Fire extinguisher (2A-10-BC) is located main care area (Family room). Applicant has operable dual Smoke Detectors / Carbon Monoxides located in main care. An accessible First Aid Kit equipped with, cleansing pads healing ointment, bandages, gauze, and a digital thermometer in main care area.

Facility Administration: Licensee completed training on preventive health practices, including pediatric cardiopulmonary resuscitation and pediatric first aid, pursuant to Health and Safety Code Section 1596.866. Pediatric A certificate of completion of a course or courses in preventive health practices as defined in s subdivision (a) or certified copies of transcripts that identify the number of hours and the specific course or courses taken for training. (8 hours required) Preventative Health and Safety practices including lead prevention poisoning and childhood nutrition are completed and placed in facility file.

Pediatric First Aid and CPR expires 09/21/2023 for the applicant.

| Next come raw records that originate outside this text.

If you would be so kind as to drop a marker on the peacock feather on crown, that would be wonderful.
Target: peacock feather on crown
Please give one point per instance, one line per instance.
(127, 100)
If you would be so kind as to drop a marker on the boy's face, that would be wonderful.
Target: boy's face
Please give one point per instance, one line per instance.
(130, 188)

Licensee stated, that there are no bodies of water on the premises. This includes any fountains, hot tubs, spas, fish ponds. There are no firearms and ammunition kept on the premises. Firearms are kept separate than the ammunition in an accessible area in the facility.

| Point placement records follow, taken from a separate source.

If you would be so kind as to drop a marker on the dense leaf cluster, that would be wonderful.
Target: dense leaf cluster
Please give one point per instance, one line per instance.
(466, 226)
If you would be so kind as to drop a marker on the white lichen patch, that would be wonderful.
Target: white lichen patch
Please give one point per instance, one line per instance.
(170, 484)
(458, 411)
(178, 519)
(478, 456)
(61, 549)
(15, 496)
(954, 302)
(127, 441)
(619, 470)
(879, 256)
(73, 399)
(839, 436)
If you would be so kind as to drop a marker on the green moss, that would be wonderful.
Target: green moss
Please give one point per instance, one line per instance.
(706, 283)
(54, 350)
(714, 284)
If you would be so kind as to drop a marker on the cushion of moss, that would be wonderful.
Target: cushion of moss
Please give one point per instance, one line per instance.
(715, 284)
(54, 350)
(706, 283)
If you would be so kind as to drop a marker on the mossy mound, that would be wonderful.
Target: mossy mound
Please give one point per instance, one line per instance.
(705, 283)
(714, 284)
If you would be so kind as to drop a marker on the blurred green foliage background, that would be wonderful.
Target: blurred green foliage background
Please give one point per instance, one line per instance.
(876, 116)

Individuals who are 18 years of age or older living in the home must obtain a criminal record clearance. Individuals within one month of their 18th birthday must be fingerprinted immediately. If the aforementioned is not adhered to, a Civil Penalty of up to $500, per non-cleared adult will be assessed immediately. Please advise your analyst of any person who will be visiting regularly or for longer than one week.
· As discussed Licensee was reminded In the absence of the licensee a qualified adult must be present supervising the children; a qualified adult is an individual who has a valid and current adult/infant CPR & Pediatric First Aid certification and a valid criminal record clearance associated to the facility license.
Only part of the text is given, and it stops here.